The world of underground international pop is filled with the sort of strange, sometimes preposterous stories like that in which an obscure Filipino band, who released one mini-album on a Swedish label in 2007, become truly legendary.
"Cut the World" is a wonderful collection of pop songs crafted from the finest sonic materials, from Factory to Slumberland. From the first track, it evokes the dark and melancholic force of the 1980s and bands such as early New Order and The Wake; from the second track, we hear the vibrant, loud pop anthems that defined 90's American noisy-pop sound, bands like The Ropers and Lorelei, one of the most exciting sounds of that era.

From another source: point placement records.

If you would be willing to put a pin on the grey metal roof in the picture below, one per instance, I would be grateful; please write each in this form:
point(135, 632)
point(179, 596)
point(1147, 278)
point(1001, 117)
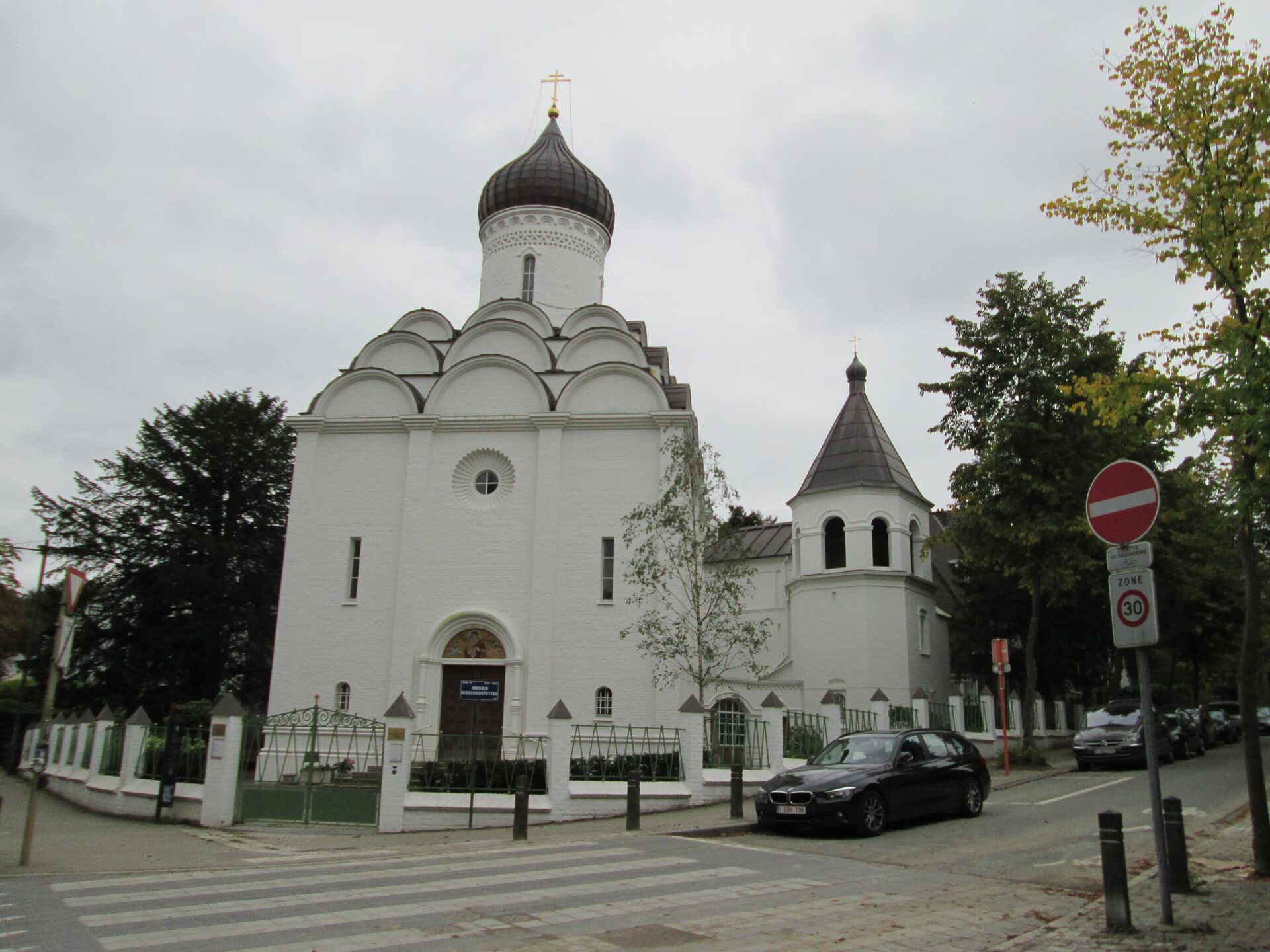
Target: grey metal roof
point(766, 541)
point(548, 175)
point(857, 452)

Remastered and with three extra tracks taken from three singles that the band has released since, "Cut the World" takes us on a beautiful journey through time, occasionally nostalgic, but also infectiously catchy and immediate. Listening to "Cut the World" in 2021 is like diving into a sound that hasn't aged in nearly five decades. It is a musical genre that has never vanished from the lives of its loyal followers, but has been embraced by new generations of fans, labels and musicians. Moscow Olympics are the perfect symbol of this transgenerational spirit and the way that international pop has spread around the globe. It shows the possibility music offers to anyone, even in a country not particularly famous for its indie culture: as long as a band has impeccable musical taste and the ability to write wonderful songs, they can seduce listeners on the other side of the world, in Sweden, in Brittany, and, through them, reach a new audience of faithful devotees.